HESI LPN
Pediatrics HESI 2023
1. What is an important nursing responsibility when a dysrhythmia is suspected?
- A. order an immediate electrocardiogram
- B. count the radial pulse every 1 minute for five times
- C. count the apical pulse for 1 full minute, and compare the rate with the radial pulse rate
- D. have someone else take the radial pulse simultaneously with the apical pulse
Correct answer: C
Rationale: When a dysrhythmia is suspected, an important nursing responsibility is to count the apical pulse for 1 full minute and then compare this rate with the radial pulse rate. This method helps in identifying dysrhythmias as it allows for a direct comparison of the heart's rhythm at two different pulse points. Ordering an immediate electrocardiogram (Choice A) may be necessary but should not be the first step. Counting the radial pulse multiple times (Choice B) is not as accurate as comparing rates directly. Having someone else take the radial pulse simultaneously (Choice D) may introduce errors and inconsistencies in the measurement.
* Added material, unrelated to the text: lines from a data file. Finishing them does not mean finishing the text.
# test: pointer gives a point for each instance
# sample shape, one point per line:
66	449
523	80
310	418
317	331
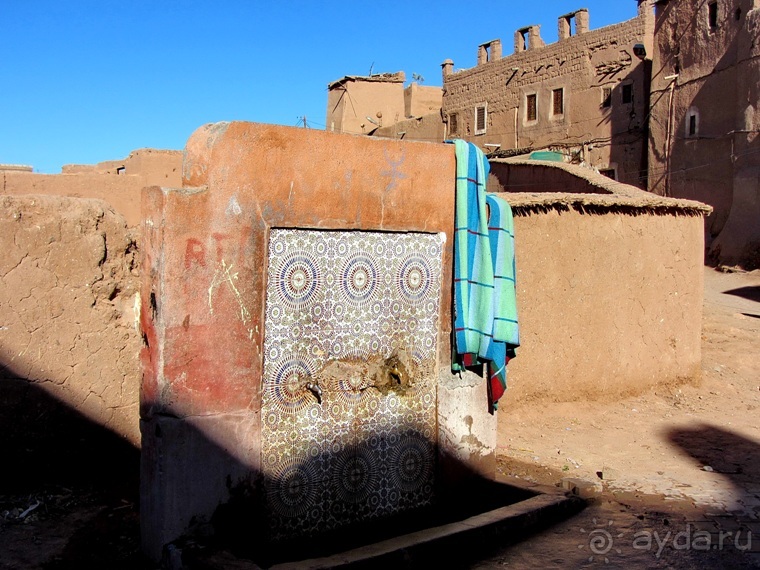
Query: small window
712	9
453	124
606	97
481	115
558	101
531	107
628	93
2. During an assessment, a nurse is examining the skin of a child with cellulitis. What would the nurse expect to find?
- A. Red, raised hair follicles
- B. Warmth at skin disruption site
- C. Papules progressing to vesicles
- D. Honey-colored exudate
Correct answer: B
Rationale: The correct answer is B: 'Warmth at skin disruption site.' Cellulitis is characterized by localized warmth at the site of skin disruption, which indicates an infection. Choice A, 'Red, raised hair follicles,' is more typical of folliculitis. Choice C, 'Papules progressing to vesicles,' is suggestive of conditions like herpes simplex virus infections. Choice D, 'Honey-colored exudate,' is associated with impetigo, not cellulitis. When assessing cellulitis, nurses should primarily look for warmth, erythema, edema, and tenderness at the affected site.
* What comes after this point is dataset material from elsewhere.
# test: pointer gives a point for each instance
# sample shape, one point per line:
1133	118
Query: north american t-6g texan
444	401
3. A healthcare provider is assessing a child with suspected pneumonia. What clinical manifestation is the healthcare provider likely to observe?
- A. Cough
- B. Diarrhea
- C. Rash
- D. Vomiting
Correct answer: A
Rationale: When assessing a child with suspected pneumonia, a healthcare provider is likely to observe a cough as a common clinical manifestation. Pneumonia often presents with symptoms such as cough, fever, difficulty breathing, and chest pain. Choice B, diarrhea, is not typically associated with pneumonia. Choice C, rash, is not a common clinical manifestation of pneumonia. Choice D, vomiting, is also not a typical symptom of pneumonia. Therefore, the correct answer is A: Cough.
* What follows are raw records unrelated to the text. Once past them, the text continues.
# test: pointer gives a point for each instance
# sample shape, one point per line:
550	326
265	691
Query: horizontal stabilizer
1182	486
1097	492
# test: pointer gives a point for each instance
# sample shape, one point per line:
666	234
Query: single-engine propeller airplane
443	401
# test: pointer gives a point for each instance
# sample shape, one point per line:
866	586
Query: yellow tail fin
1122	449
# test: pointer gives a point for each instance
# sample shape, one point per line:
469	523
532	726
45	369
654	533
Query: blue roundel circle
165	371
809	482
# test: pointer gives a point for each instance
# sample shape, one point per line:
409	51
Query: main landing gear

4. When assessing a 2-year-old child with abdominal pain and adequate perfusion, general guidelines include
- A. examining the child in the parent's arms
- B. palpating the painful area of the abdomen first
- C. placing the child supine and palpating the abdomen
- D. separating the child from the parent to ensure a reliable examination
Correct answer: A
Rationale: When assessing a 2-year-old child with abdominal pain and adequate perfusion, it is essential to examine the child in the parent's arms. This approach helps reduce anxiety, provide comfort, and establish trust with the child. Palpating the painful area of the abdomen first (Choice B) may cause discomfort and increase anxiety in the child. Placing the child supine and palpating the abdomen (Choice C) without considering the child's comfort and security may lead to resistance and inaccurate assessment. Separating the child from the parent (Choice D) can exacerbate the child's anxiety and hinder the examination process. Therefore, examining the child in the parent's arms is the most appropriate approach in this scenario.
5. Your assessment of a mother in active labor reveals that a limb is protruding from the vagina. Management of this condition should include:
- A. Positioning the mother in a semi-Fowler's position, administering oxygen, and providing transport
- B. Positioning the mother in a head-down position with her hips elevated, administering oxygen, and providing transport
- C. Applying gentle traction to the protruding limb to remove pressure of the fetus from the umbilical cord
- D. Giving the mother 100% oxygen and attempting to manipulate the protruding limb so that delivery can occur
Correct answer: B
Rationale: In a situation where a limb is protruding from the vagina during active labor, the correct management includes positioning the mother in a head-down position with her hips elevated. This position helps relieve pressure on the umbilical cord and improves oxygenation to the fetus. Administering oxygen is important to ensure adequate oxygen supply to both the mother and the baby. Providing transport is necessary for prompt transfer to a medical facility for further management. Applying gentle traction to the protruding limb is not recommended as it can cause harm to the baby and should be avoided. Giving 100% oxygen and attempting to manipulate the protruding limb is not the correct approach and can potentially lead to further complications.